Prazer em tê-lo(a) presente.

Nesse blog vc irá encontrar algumas palavras capazes de definirem um pouco do que tenho a dizer sobre mim.
Espero que não entediem-se com minha vida.
À vontade para comentários.
Obrigada pela visita.

domingo, 11 de abril de 2010

Almoço de domingo


Domingo. O melhor e o pior dia da semana.
É o dia em que podemos dormir até mais tarde, mas é o último dia de um fim de semana regular.

Acordei cedo hoje porque minha mãe foi ao meu quarto me chamar. Ela não estava se sentindo muito bem e pediu encarecidamente que eu preparasse o almoço. Meu Deus!
Bem, eu não morreria de fome por não saber cozinhar, mas não sou um exemplo daquilo que chamamos de "cozinheira de mão cheia".

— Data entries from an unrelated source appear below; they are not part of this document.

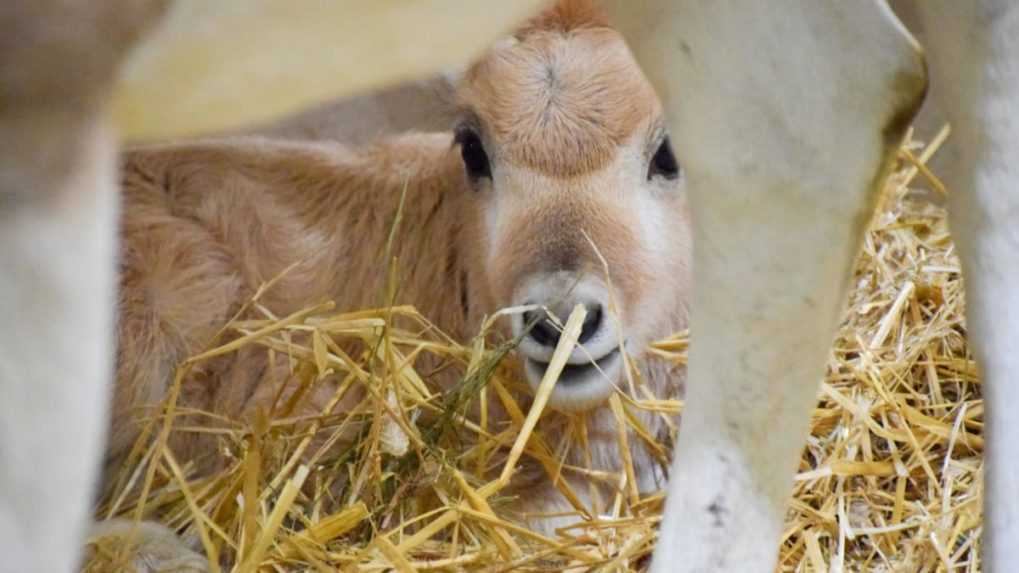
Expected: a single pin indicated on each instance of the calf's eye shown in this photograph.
(663, 162)
(473, 152)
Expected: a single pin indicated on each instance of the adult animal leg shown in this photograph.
(57, 229)
(974, 49)
(786, 116)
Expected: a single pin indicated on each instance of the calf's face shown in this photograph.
(577, 198)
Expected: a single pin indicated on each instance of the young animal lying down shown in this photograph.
(559, 168)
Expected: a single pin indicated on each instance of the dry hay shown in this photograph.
(890, 479)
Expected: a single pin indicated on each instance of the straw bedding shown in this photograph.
(890, 479)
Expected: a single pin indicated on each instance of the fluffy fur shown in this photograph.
(567, 114)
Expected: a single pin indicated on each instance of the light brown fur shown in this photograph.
(205, 224)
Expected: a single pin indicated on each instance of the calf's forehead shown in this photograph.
(559, 103)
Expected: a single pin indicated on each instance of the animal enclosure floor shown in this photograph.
(890, 478)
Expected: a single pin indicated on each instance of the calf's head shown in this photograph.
(576, 198)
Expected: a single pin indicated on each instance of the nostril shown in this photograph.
(543, 330)
(591, 323)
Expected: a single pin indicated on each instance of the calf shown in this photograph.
(558, 187)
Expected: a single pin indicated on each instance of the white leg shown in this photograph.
(58, 223)
(974, 56)
(56, 349)
(785, 114)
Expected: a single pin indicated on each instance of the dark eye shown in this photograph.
(663, 163)
(475, 158)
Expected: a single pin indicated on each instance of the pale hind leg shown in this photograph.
(785, 114)
(974, 58)
(119, 544)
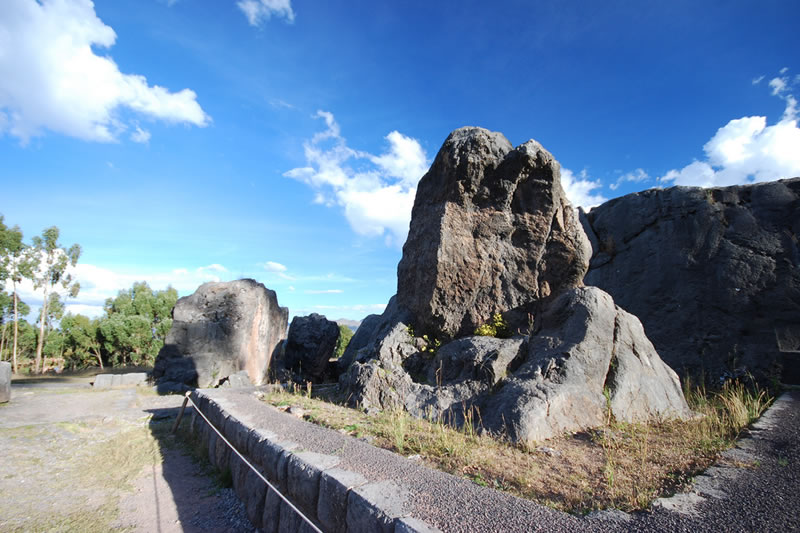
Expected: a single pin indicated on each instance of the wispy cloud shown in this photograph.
(260, 11)
(637, 176)
(140, 136)
(55, 81)
(375, 192)
(580, 189)
(98, 284)
(325, 291)
(747, 149)
(272, 266)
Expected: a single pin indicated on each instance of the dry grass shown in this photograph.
(622, 466)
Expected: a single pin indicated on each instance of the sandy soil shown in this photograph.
(76, 459)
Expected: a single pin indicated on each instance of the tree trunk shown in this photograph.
(16, 328)
(99, 359)
(40, 343)
(3, 340)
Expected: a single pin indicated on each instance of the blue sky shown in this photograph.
(192, 140)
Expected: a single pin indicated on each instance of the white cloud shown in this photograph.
(98, 283)
(376, 192)
(325, 291)
(272, 266)
(52, 79)
(259, 11)
(579, 189)
(637, 176)
(359, 308)
(140, 136)
(747, 150)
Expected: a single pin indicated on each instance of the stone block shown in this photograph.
(102, 381)
(270, 520)
(374, 507)
(134, 379)
(303, 471)
(334, 485)
(255, 492)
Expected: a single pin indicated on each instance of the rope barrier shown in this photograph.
(265, 480)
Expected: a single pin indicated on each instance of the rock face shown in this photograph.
(491, 230)
(219, 330)
(5, 381)
(528, 388)
(309, 347)
(360, 339)
(587, 348)
(714, 274)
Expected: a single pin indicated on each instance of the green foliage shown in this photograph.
(431, 344)
(81, 341)
(136, 323)
(496, 328)
(345, 334)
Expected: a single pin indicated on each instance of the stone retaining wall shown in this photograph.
(335, 499)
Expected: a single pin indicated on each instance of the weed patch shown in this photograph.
(622, 466)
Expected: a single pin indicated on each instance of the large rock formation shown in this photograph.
(219, 330)
(714, 274)
(309, 347)
(491, 230)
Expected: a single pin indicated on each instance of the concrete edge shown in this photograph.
(711, 483)
(334, 499)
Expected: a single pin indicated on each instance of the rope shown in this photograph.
(265, 480)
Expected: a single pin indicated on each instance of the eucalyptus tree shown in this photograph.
(14, 265)
(81, 340)
(136, 324)
(51, 263)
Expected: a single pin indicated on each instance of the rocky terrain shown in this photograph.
(713, 274)
(512, 305)
(493, 234)
(220, 330)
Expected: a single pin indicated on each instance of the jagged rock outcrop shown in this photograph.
(308, 348)
(219, 330)
(713, 274)
(491, 230)
(360, 339)
(586, 349)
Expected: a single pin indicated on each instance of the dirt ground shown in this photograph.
(76, 459)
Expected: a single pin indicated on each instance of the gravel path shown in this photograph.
(54, 474)
(75, 459)
(755, 487)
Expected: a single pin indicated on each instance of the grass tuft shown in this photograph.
(620, 465)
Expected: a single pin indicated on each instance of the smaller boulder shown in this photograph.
(309, 346)
(360, 339)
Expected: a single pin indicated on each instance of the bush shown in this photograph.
(345, 334)
(496, 328)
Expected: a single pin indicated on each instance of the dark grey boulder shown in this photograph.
(586, 357)
(713, 274)
(309, 347)
(5, 381)
(491, 230)
(221, 329)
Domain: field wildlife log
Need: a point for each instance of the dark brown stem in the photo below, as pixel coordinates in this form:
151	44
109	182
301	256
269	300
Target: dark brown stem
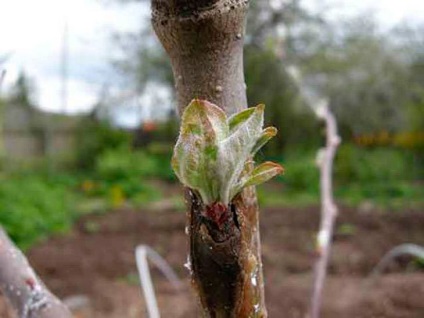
204	40
21	286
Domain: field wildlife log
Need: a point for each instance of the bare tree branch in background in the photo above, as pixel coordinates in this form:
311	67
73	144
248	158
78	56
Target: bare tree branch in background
325	160
22	287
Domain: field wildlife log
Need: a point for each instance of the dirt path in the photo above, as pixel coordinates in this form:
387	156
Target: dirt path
97	260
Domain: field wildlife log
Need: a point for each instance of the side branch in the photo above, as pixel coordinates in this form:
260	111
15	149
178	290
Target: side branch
21	286
328	208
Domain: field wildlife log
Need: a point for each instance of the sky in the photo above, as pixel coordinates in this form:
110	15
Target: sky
32	32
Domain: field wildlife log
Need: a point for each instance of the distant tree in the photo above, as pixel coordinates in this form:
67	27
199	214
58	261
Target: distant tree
22	91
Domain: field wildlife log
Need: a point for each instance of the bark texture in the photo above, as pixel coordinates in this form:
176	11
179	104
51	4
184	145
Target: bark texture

Minha primeira ação foi colocar água para esquentar, pensei em fazer um "macarrão alho e óleo", é a comida mais rápida que eu sei fazer, depois do macarrão instantâneo, é claro.

Enquanto a água esquentava, temperei um bife para fritar (só para ter uma segunda opção).
"é até fácil", pensei enquanto sentava no sofá para esperar o primeiro "tranco".
Tudo sob controle.
Aproveitei para ler um pouco os meus E-mails, fazia tempo que estavam pendentes.
Depois liguei a tv, mas nada me interessou.
Me conectei ao messenger, mas ninguém falou comigo.
Conversei um pouco com minha mãe, e...
"Meu Deus!! O almoço!!!"
Mais que depressa corri para a cozinha. O bife já estava tostado e a panela com água para o macarrão, estava amarelada.
Me desesperei.
Despejei o macarrão dentro da panela com água. TODO O MACARRÃO.
Joguei um pouquinho de água na panela com o bife, fazendo subir muita fumaça.
Sentei para aguardar, mas dessa vez em uma cadeira na cozinha mesmo.
Me concentrei na carne, já que o macarrão estava sendo cozido. Quando a água secava, eu despejava mais um pouquinho, que era para ela ficar macia.
Acho que a carne eu consegui salvar.
Depois piquei um pouco de alho e banhei uma panelinha com óleo para temperar o macarrão.
"Ih! O macarrão!"
Nem podia mais ser chamado de macarrão, era agora uma pasta grudenta.
Imediatamente, apaguei o fogo para escorrê-lo, e deixei o alho fritando que não demorou muito para queimar...
Resultado:
"Prato do dia, Pasta grudenta de macarrão temperado com bloquinhos de carvão de alho e molho de óleo quase saturado, com carne."
Cheguei á conclusão de que era melhor ter fritado um ovo.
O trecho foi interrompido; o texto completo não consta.